"才能の突然変異 mabanua 第二章"
日本を代表する次世代クリエイターとの呼び声も高いmabanua が、あふれ出す才能とあくなき探究心で創り上げた2nd アルバム!
まるでビートルズもヒップホップも同列に並べ吸収し、その全てを吐き出したようなスタイルで今までありそうでなかった新感覚ミュージックを創り上げた。ジャンルを超え全ミュージックラヴァーの愛聴盤となるであろう珠玉の10 曲が収録された究極の1枚、遂に完成!
発売・販売元 提供資料(2012/09/20)
mabanuaが止まらない。昨年もChara『Dark Candy』やTwiGy al Salaam『Blue Thought』にてサウンド面の中核を担い、自身のユニットではOvallの『Heart Fever』とGreen Butter での『Get Mad Relax』をリリース。今年に入ってからはGAGLE×Ovallでアルバムを発表し、TVアニメ「坂道のアポロン」に楽曲提供。チェット・フェイカーや七尾旅人のリミックスも忘れちゃいけないし、盟友Budamunkの最新ミックステープにもドラマーとして参加したばかりだ。が、それでも本人のソロ作を待っていたという人は多いだろう。Ovallで開花した歌い手としての側面は、マルチ・ミュージシャン/トラックメイカーとしての彼にも新たな影響をもたらしたはずだからだ。そして、その期待は今回の『only the facts』でまんまと叶えられた。“talikn' to you”や“drawing”では抑制を効かせた本人の歌唱が美しいが、それは単なるシンガー・ソングライター的な地平に立ち止まらない。メロディーへの意識の寄せ方が変化した結果か、トラックを構成する各要素も心地良い音の結晶に終わらないざわめきを伴って、鳴りのひとつひとつやリズムや音像そのものが恐ろしく雄弁に歌っているのだ。何ならゲストも不要なほどの歌心がそのビートをより鮮やかなものへと引き上げたのは間違いなく、耳は自然とそこに惹き付けられていく。素晴らしいヴァイブに溢れた名作だと思うし、よくある高踏的な〈グッド・ミュージック〉なんかとはモノが違うよ!
bounce (C)出嶌孝次
タワーレコード(vol.350(2012年11月25日発行号)掲載)
origamiのなかでも楽曲制作の要であるドラマー・mabanuaの2作目。

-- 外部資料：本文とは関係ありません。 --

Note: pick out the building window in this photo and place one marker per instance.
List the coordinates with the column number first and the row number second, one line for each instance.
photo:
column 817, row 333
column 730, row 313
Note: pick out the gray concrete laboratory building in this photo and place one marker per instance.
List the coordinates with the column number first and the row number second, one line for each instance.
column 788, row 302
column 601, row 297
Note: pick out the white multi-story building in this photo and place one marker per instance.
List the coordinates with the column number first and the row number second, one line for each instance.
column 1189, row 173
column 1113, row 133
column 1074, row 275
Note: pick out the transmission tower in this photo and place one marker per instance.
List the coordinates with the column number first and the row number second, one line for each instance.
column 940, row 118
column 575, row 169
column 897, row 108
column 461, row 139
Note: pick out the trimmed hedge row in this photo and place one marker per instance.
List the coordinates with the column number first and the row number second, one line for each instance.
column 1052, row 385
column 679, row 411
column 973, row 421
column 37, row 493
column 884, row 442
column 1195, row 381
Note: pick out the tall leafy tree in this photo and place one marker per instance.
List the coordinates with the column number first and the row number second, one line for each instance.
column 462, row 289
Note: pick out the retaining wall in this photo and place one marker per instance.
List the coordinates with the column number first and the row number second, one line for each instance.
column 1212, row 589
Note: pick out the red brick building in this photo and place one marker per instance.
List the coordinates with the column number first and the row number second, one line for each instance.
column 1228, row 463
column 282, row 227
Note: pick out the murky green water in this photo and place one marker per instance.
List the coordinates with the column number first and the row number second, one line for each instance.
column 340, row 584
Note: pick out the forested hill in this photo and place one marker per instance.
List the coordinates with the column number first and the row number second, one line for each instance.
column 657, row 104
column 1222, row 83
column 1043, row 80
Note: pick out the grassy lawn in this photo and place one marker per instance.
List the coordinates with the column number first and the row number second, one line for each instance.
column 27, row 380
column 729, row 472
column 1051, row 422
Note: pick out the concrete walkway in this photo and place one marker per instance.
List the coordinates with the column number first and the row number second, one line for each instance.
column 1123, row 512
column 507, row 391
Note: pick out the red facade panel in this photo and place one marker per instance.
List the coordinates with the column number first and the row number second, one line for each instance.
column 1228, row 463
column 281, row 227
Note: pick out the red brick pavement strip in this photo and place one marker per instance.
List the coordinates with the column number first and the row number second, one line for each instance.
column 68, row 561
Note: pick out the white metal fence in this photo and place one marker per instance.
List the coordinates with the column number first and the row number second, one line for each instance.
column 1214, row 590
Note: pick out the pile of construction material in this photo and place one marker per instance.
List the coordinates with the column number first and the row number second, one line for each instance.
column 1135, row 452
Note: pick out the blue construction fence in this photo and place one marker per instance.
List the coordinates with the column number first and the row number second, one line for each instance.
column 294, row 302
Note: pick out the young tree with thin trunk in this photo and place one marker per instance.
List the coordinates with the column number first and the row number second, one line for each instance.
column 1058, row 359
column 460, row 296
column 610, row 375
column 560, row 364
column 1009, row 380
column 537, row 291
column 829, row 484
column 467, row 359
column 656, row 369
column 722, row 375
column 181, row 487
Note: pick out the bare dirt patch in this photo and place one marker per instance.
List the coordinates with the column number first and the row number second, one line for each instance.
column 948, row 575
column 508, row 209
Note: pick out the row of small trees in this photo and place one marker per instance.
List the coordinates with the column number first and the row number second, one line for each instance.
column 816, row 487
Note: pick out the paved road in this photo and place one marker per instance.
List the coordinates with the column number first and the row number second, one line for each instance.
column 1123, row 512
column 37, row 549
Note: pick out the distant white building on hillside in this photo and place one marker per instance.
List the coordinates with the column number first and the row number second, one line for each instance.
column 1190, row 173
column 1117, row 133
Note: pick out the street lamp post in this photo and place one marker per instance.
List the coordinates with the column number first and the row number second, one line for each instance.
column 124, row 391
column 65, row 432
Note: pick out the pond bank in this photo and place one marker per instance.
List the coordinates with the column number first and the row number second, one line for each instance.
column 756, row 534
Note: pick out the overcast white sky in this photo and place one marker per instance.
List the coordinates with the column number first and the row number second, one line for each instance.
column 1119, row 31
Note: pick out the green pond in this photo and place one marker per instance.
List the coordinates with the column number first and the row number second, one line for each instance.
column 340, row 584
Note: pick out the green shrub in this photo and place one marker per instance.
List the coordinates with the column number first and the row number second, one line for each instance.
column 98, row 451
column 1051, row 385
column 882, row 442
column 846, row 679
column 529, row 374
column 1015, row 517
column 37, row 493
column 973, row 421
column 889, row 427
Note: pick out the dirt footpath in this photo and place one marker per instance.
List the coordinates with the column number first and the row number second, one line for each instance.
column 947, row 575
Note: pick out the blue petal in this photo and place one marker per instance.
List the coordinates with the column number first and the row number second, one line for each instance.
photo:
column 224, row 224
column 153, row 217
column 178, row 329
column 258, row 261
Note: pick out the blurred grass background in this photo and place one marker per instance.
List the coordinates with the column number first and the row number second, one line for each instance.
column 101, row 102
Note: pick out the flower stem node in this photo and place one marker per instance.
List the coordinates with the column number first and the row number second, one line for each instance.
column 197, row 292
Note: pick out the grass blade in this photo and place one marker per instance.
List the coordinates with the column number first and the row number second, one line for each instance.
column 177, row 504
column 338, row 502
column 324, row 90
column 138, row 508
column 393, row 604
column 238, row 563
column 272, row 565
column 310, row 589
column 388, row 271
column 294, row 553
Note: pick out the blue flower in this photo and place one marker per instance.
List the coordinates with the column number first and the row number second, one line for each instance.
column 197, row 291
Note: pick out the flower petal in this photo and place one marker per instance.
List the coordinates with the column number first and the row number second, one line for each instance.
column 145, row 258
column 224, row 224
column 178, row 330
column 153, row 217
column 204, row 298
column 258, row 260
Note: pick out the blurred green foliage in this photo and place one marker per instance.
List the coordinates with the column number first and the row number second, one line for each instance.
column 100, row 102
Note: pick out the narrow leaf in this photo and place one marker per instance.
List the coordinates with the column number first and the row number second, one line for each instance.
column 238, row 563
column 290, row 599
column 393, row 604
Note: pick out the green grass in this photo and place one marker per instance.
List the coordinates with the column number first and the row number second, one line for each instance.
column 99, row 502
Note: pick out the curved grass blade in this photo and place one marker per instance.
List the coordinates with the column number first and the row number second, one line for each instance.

初作は〈ジャジー・ヒップホップ〉なる評価軸に沿うと言えたが、今作はそれ以降の4年間にOvallでみずから披露した歌声や、Budamunkと組んだGreen Butterにおける心地良い生音使い、加えて数々の外部仕事で聴かせてきた自身の多彩さ--それらすべての集大成と言えるだろう。〈メロディーが降りてきて、そこから生まれた〉という先行曲“talikn' to you”をはじめ柔らかな旋律を際立たせつつ、〈BPMやリズムのヴァリエーションを出したかったのがコンセプト〉というシンコペーションも効かせたトラック群は、前述の評価軸から完全に逸脱したmabanua流のポップスだ。タヒチ80のグザヴィエを筆頭にラッパーでなくシンガーのみをゲストに迎えているのも象徴的で、なかでもジェシー・ボイキンス3世との“until you know”はオリエンタルな音使いもあってか、ジェシーが標榜する〈ワールド・ソウル〉と共鳴した世界基準の逸曲となっている。トラック主導でなく、真ん中に据えたのはシンガー・ソングライター然とした豊かなメロディーと歌。そのクォリティーの高さに驚かされるアルバムだ。